Today's post is prompted by this question from Reddit:

How do I calculate the distribution of the number of selections (with replacement) I need to make before obtaining k? For example, let's say I am picking marbles from a bag with replacement. There is a 10% chance of green and 90% of black. I want k=5 green marbles. What is the distribution number of times I need to take a marble before getting 5?

I believe this is a geometric distribution. I see how to calculate the cumulative probability given n picks, but I would like to generalize it so that for any value of k (number of marbles I want), I can tell you the mean, 10% and 90% probability for the number of times I need to pick from it.

Another way of saying this is, how many times do I need to pull on a slot machine before it pays out given that each pull is independent?

Note: I've changed the notation in the question to be consistent with convention.

In [1]:
from __future__ import print_function, division

import thinkplot
from thinkstats2 import Pmf, Cdf

from scipy import stats
from scipy import special

%matplotlib inline


### Solution¶

There are two ways to solve this problem. One is to relate the desired distribution to the binomial distribution.

If the probability of success on every trial is p, the probability of getting the kth success on the nth trial is

PMF(n; k, p) = BinomialPMF(k-1; n-1, p) p



That is, the probability of getting k-1 successes in n-1 trials, times the probability of getting the kth success on the nth trial.

Here's a function that computes it:

In [2]:
def MakePmfUsingBinom(k, p, high=100):
pmf = Pmf()
for n in range(1, high):
pmf[n] = stats.binom.pmf(k-1, n-1, p) * p
return pmf


And here's an example using the parameters in the question.

In [3]:
pmf = MakePmfUsingBinom(5, 0.1, 200)
thinkplot.Pdf(pmf)


We can solve the same problem using the negative binomial distribution, but it requires some translation from the parameters of the problem to the conventional parameters of the binomial distribution.

The negative binomial PMF is the probability of getting r non-terminal events before the kth terminal event. (I am using "terminal event" instead of "success" and "non-terminal" event instead of "failure" because in the context of the negative binomial distribution, the use of "success" and "failure" is often reversed.)

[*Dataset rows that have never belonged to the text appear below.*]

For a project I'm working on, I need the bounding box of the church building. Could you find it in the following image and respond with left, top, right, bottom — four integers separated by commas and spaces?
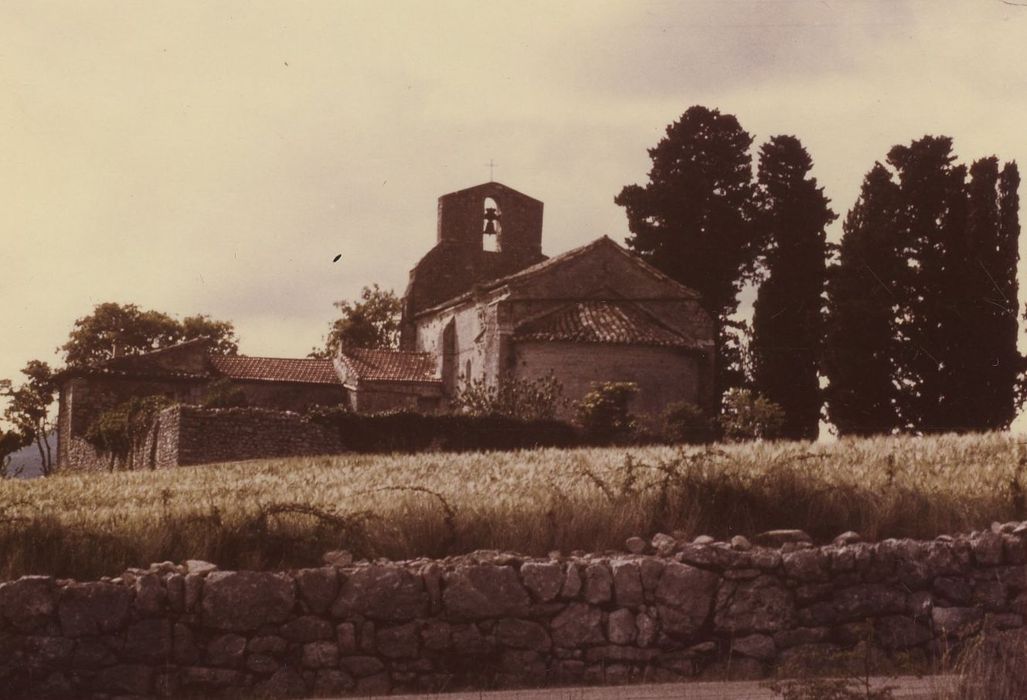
336, 182, 715, 418
58, 183, 714, 468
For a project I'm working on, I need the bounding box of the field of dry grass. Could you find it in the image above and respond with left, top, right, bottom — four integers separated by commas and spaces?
0, 434, 1027, 580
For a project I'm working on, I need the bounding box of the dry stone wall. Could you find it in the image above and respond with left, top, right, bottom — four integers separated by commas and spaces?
0, 523, 1027, 698
171, 405, 343, 466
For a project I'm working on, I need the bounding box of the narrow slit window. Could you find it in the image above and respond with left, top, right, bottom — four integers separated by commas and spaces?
482, 197, 503, 252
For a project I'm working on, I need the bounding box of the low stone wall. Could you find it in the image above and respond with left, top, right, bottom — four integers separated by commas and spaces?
172, 405, 343, 466
0, 523, 1027, 698
59, 406, 179, 471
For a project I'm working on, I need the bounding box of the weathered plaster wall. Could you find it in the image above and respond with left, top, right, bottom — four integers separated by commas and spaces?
0, 523, 1027, 698
512, 342, 700, 420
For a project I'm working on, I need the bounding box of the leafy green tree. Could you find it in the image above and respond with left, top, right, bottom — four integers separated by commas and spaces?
751, 135, 837, 439
0, 428, 32, 479
59, 302, 238, 366
453, 375, 566, 421
887, 137, 966, 432
824, 163, 905, 435
577, 382, 639, 443
946, 156, 1021, 430
720, 389, 786, 440
828, 137, 1023, 433
614, 106, 754, 396
308, 284, 403, 357
0, 360, 58, 476
659, 401, 717, 444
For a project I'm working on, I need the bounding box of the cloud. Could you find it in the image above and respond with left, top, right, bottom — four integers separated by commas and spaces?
0, 0, 1027, 433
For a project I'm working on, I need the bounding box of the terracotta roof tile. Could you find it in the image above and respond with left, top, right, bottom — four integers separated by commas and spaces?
211, 355, 340, 384
340, 348, 442, 382
514, 301, 692, 347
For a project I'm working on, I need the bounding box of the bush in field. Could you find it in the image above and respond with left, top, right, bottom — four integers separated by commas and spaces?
660, 401, 715, 444
721, 389, 785, 440
453, 374, 566, 421
577, 382, 639, 444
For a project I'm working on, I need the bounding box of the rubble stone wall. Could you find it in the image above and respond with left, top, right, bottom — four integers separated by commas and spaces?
173, 405, 343, 466
0, 523, 1027, 698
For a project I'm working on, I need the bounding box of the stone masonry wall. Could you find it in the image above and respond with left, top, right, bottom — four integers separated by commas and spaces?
166, 405, 342, 466
0, 523, 1027, 698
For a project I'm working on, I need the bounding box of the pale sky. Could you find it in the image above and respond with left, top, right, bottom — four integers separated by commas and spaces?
0, 0, 1027, 424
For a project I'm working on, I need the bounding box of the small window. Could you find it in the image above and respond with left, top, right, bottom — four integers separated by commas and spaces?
482, 197, 503, 252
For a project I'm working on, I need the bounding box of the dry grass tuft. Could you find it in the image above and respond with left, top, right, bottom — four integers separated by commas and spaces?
0, 433, 1027, 579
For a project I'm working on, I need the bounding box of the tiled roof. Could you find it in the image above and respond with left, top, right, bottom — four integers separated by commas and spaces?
417, 236, 699, 315
514, 301, 692, 347
211, 355, 339, 384
341, 348, 441, 382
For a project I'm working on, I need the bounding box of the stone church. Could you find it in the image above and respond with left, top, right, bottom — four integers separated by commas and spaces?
336, 182, 715, 418
58, 182, 715, 467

If n is the total number of events, n = k + r, so

r = n - k



If the probability of a terminal event on every trial is p, the probability of getting the kth terminal event on the nth trial is

PMF(n; k, p) = NegativeBinomialPMF(n-k; k, p) p



That is, the probability of n-k non-terminal events on the way to getting the kth terminal event.

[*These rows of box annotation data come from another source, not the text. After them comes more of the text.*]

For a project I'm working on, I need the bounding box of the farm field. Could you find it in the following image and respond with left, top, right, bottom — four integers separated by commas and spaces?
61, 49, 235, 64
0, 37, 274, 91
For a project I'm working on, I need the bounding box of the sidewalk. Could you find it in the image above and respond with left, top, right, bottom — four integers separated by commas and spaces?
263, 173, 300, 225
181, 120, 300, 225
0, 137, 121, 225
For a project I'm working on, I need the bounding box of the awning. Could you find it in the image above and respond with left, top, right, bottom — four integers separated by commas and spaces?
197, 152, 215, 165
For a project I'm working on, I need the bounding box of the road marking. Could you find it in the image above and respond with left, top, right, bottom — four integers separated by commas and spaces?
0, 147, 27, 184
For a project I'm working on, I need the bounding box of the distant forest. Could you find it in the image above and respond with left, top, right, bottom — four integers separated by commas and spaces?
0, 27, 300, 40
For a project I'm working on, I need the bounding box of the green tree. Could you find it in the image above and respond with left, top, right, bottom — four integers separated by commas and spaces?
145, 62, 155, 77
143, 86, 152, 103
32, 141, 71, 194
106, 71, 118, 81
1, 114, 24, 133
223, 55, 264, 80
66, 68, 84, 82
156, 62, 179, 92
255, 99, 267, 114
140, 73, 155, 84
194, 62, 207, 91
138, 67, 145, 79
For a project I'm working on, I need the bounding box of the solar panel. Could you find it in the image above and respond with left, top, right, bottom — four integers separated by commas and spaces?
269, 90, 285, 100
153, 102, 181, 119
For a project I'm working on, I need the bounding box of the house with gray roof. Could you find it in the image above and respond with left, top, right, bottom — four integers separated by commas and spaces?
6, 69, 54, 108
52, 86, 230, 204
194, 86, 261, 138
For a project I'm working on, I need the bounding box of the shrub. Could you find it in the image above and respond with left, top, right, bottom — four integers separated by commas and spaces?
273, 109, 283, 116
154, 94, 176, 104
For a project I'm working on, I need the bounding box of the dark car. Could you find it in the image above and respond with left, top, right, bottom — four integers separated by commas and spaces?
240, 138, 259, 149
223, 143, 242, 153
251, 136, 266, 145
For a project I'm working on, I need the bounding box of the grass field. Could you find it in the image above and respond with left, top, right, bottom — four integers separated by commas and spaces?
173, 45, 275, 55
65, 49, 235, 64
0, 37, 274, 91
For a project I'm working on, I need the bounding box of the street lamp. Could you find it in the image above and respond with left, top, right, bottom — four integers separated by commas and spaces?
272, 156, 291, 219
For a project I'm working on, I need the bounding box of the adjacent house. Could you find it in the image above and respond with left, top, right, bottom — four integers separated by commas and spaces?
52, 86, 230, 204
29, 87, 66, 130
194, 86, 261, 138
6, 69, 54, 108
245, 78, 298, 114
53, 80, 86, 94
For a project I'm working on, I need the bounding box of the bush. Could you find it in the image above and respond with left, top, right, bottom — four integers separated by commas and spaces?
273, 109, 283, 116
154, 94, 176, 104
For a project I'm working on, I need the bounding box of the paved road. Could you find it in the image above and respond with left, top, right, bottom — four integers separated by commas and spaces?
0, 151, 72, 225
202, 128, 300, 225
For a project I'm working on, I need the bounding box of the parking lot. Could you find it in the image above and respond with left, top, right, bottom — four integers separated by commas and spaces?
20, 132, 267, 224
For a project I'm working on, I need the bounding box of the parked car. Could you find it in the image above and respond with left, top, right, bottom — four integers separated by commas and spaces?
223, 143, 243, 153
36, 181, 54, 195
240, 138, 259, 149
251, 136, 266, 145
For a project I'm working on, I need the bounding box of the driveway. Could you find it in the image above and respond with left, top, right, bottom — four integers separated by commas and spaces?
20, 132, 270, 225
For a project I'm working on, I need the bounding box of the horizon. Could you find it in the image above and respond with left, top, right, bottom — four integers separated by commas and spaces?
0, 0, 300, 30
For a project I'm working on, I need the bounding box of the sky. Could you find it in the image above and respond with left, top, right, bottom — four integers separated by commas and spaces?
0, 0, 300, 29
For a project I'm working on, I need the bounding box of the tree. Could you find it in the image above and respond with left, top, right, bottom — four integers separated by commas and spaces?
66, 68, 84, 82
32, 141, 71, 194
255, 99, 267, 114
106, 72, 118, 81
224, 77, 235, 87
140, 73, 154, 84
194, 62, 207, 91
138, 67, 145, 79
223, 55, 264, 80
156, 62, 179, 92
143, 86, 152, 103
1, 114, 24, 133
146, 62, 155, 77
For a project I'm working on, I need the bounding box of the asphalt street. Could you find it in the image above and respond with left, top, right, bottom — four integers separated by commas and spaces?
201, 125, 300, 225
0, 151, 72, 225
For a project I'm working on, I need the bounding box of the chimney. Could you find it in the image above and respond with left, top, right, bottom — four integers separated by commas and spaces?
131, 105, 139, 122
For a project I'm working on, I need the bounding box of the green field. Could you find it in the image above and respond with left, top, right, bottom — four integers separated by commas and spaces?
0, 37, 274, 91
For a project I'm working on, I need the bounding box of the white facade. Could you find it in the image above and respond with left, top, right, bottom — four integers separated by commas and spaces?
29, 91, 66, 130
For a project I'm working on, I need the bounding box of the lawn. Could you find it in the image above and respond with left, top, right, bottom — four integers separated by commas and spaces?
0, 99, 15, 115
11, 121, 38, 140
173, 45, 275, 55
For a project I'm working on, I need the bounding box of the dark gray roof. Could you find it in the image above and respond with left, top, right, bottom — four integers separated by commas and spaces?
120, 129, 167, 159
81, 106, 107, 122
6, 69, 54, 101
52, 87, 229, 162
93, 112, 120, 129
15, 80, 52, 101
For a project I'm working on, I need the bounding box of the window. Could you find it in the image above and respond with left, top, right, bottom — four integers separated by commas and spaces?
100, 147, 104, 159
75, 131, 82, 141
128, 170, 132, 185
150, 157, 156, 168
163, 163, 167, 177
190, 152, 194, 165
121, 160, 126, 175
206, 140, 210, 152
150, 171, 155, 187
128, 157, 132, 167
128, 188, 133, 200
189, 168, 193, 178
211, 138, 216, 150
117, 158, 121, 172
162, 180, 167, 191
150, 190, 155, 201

Here's a function that computes it:

In [4]:
def MakePmfUsingNbinom(k, p, high=100):
pmf = Pmf()
for n in range(1, high):
r = n-k
pmf[n] = stats.nbinom.pmf(r, k, p)
return pmf


Here's the same example:

In [5]:
pmf2 = MakePmfUsingNbinom(5, 0.1, 200)
thinkplot.Pdf(pmf2)


And confirmation that the results are the same within floating point error.

In [6]:
diffs = [abs(pmf[n] - pmf2[n]) for n in pmf]
max(diffs)

Out[6]:
8.6736173798840355e-17

Using the PMF, we can compute the mean and standard deviation:

In [7]:
pmf.Mean(), pmf.Std()

Out[7]:
(49.998064403376738, 21.207570382894403)

To compute percentiles, we can convert to a CDF (which computes the cumulative sum of the PMF)

In [8]:
cdf = Cdf(pmf)
scale = thinkplot.Cdf(cdf)


And here are the 10th and 90th percentiles.

In [9]:
cdf.Percentile(10), cdf.Percentile(90)

Out[9]:
(26, 78)